Double-click on the text Name Lastname in the schematic sheet and a dialog box
for Object Properties will come up. Now change the name from Name Lastname to your name and click OK. Save your design. Get a print out of your new circuit for your report.
Figure 16: Final Design
Final Simulation
Simulate and print your final waveform from Simulate Behavioral VHDL Model. You should simulate the circuit with the same inputs as you had specified the last time.
Now you can see that both Behavioral and Post-Fit simulation take some time.
What can we do if we have complicated designs? Would it take forever to debug it? In general, use Generate Expected Simulation Results to test your new design. Double-click on Generate Expected Simulation Results from the Processes for Source menu as you did before. To try different input stimulus, you have to change the wave.tbw file. To do this, double-click on the wave.tbw from the Project Navigator window. The waveform opens up in the HDL Bencher window. To change the value of an input, just click on the blue regions in the input wave at any time instant and the value will get flipped. i.e., if it was previously a 1, it becomes a 0 after clicking and vice-versa.

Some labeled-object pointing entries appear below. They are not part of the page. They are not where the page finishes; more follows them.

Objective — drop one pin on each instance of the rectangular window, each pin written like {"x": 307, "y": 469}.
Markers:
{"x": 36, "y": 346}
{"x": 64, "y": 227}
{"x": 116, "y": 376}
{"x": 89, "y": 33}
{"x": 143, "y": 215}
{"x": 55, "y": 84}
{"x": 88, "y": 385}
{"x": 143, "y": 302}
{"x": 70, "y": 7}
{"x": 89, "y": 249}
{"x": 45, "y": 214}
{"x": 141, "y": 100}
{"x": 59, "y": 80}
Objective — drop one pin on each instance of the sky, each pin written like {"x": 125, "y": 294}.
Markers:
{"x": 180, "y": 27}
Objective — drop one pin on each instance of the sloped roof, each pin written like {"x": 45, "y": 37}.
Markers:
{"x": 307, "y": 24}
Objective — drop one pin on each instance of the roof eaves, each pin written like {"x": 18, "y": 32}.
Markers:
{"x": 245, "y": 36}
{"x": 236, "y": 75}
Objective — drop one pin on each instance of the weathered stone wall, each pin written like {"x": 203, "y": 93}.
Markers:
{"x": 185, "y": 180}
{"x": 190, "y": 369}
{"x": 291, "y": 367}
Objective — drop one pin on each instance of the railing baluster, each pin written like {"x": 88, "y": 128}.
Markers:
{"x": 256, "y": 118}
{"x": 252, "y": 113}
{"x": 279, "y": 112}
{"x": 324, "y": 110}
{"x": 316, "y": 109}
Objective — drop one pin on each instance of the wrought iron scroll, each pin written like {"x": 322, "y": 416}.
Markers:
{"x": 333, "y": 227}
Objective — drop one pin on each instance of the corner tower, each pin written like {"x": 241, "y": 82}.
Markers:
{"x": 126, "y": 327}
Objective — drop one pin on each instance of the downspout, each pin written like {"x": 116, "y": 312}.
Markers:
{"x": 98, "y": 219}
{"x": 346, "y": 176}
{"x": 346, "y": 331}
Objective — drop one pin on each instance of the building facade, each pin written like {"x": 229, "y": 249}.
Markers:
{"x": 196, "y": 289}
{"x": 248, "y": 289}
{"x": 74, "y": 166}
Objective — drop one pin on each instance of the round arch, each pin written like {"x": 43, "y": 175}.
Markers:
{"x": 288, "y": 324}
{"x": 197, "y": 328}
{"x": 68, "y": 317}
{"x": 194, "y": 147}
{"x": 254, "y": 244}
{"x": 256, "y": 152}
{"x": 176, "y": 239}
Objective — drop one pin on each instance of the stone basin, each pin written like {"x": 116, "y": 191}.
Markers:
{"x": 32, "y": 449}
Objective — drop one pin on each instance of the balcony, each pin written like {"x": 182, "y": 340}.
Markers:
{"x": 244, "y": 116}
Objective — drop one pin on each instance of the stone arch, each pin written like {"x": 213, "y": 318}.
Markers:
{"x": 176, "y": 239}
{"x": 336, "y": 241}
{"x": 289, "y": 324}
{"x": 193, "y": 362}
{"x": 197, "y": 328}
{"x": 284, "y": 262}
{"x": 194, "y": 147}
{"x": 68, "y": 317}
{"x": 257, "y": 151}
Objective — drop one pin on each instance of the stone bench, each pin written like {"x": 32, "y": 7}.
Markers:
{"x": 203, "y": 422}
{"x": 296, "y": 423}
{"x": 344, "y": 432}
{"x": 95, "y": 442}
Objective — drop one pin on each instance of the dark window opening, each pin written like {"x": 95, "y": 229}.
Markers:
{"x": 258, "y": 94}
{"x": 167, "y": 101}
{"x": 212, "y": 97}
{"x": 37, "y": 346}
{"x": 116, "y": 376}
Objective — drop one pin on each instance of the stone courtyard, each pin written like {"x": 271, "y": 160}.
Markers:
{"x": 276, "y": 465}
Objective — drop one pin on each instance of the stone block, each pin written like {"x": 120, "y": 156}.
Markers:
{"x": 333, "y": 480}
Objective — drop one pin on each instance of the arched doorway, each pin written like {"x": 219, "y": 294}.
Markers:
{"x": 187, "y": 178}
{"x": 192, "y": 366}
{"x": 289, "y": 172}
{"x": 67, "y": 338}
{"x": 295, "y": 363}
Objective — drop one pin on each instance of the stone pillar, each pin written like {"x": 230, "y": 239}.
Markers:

Also, try to slide the Set end of the testbench bar while you are testing your design.
While you are repeatedly simulating the design, the simulator may ask whether you want to Back Annotation. Answer No. Remember to exit ModelSim before starting new simulation.
Report
• Answers to the questions (1-3)
• Printout of the Behavioral and Post-Fit waveform outputs from the simulation of the first circuit.
• Printout of the final design schematic circuit. (Figure 16)
• Printout of the Behavioral waveform output from the simulation of the final circuit.